The first dashboard slice implements:

  1. Blazor Server hosting in ZB.MOM.WW.MxGateway.Server.
  2. local Bootstrap static assets.
  3. dashboard configuration binding.
  4. dashboard auth using LDAP bind + role-mapped HTTP-only cookie.
  5. DashboardSnapshotService projecting gateway state for read views.
  6. home page with metric cards.
  7. sessions page with active session table and session details.
  8. workers page with worker table.
  9. events page with aggregate counters.
  10. settings page with redacted effective configuration.
  11. periodic realtime refresh through Blazor Server.

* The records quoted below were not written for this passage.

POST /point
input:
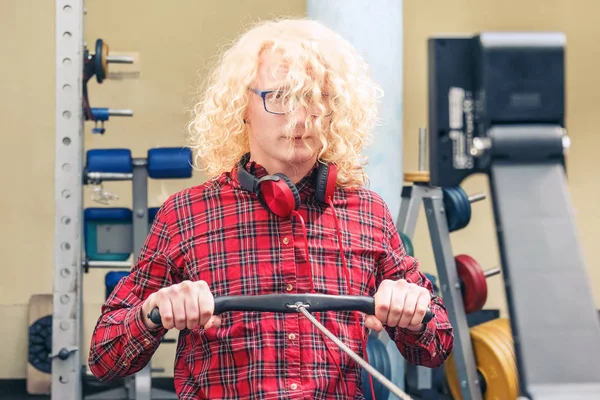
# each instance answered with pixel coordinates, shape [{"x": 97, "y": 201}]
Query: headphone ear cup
[
  {"x": 325, "y": 182},
  {"x": 281, "y": 197}
]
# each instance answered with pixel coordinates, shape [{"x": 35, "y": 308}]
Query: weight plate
[
  {"x": 407, "y": 244},
  {"x": 40, "y": 344},
  {"x": 473, "y": 283},
  {"x": 457, "y": 207},
  {"x": 417, "y": 176},
  {"x": 493, "y": 349}
]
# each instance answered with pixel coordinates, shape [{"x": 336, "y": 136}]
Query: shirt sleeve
[
  {"x": 121, "y": 343},
  {"x": 433, "y": 345}
]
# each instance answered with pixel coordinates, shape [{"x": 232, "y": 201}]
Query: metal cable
[{"x": 386, "y": 382}]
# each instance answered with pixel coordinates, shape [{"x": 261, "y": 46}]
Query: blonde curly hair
[{"x": 318, "y": 59}]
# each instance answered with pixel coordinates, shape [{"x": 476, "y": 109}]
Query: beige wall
[{"x": 173, "y": 43}]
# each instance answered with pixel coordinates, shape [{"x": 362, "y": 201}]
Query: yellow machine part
[{"x": 493, "y": 348}]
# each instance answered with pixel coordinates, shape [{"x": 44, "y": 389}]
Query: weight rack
[
  {"x": 68, "y": 194},
  {"x": 74, "y": 67},
  {"x": 432, "y": 198}
]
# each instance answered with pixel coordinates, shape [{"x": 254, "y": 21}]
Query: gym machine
[
  {"x": 74, "y": 229},
  {"x": 111, "y": 234},
  {"x": 462, "y": 280},
  {"x": 497, "y": 107}
]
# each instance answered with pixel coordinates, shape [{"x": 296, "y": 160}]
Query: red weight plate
[{"x": 474, "y": 283}]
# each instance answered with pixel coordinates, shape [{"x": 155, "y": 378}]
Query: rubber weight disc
[
  {"x": 40, "y": 344},
  {"x": 473, "y": 283},
  {"x": 407, "y": 244},
  {"x": 458, "y": 208},
  {"x": 493, "y": 348}
]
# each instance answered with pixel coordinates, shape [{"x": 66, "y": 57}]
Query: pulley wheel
[
  {"x": 40, "y": 344},
  {"x": 407, "y": 244},
  {"x": 493, "y": 348},
  {"x": 100, "y": 59},
  {"x": 473, "y": 283},
  {"x": 458, "y": 208}
]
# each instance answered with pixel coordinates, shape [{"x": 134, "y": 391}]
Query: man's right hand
[{"x": 184, "y": 305}]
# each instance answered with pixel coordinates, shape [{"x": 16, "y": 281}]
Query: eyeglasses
[{"x": 275, "y": 102}]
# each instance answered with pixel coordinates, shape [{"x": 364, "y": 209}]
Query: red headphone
[{"x": 278, "y": 194}]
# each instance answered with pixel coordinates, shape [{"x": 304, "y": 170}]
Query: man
[{"x": 290, "y": 98}]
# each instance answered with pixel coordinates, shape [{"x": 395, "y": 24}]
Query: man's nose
[{"x": 299, "y": 113}]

  12. route-mapping tests, disabled-dashboard tests, auth tests, and snapshot projection/redaction tests.

Subsequent slices added Admin-gated destructive actions: API-key Create/Rotate/Revoke (and Delete on revoked keys), and session/worker Close/Kill via IDashboardSessionAdminServiceISessionManager. Every destructive action passes through the shared ConfirmDialog component before reaching its service.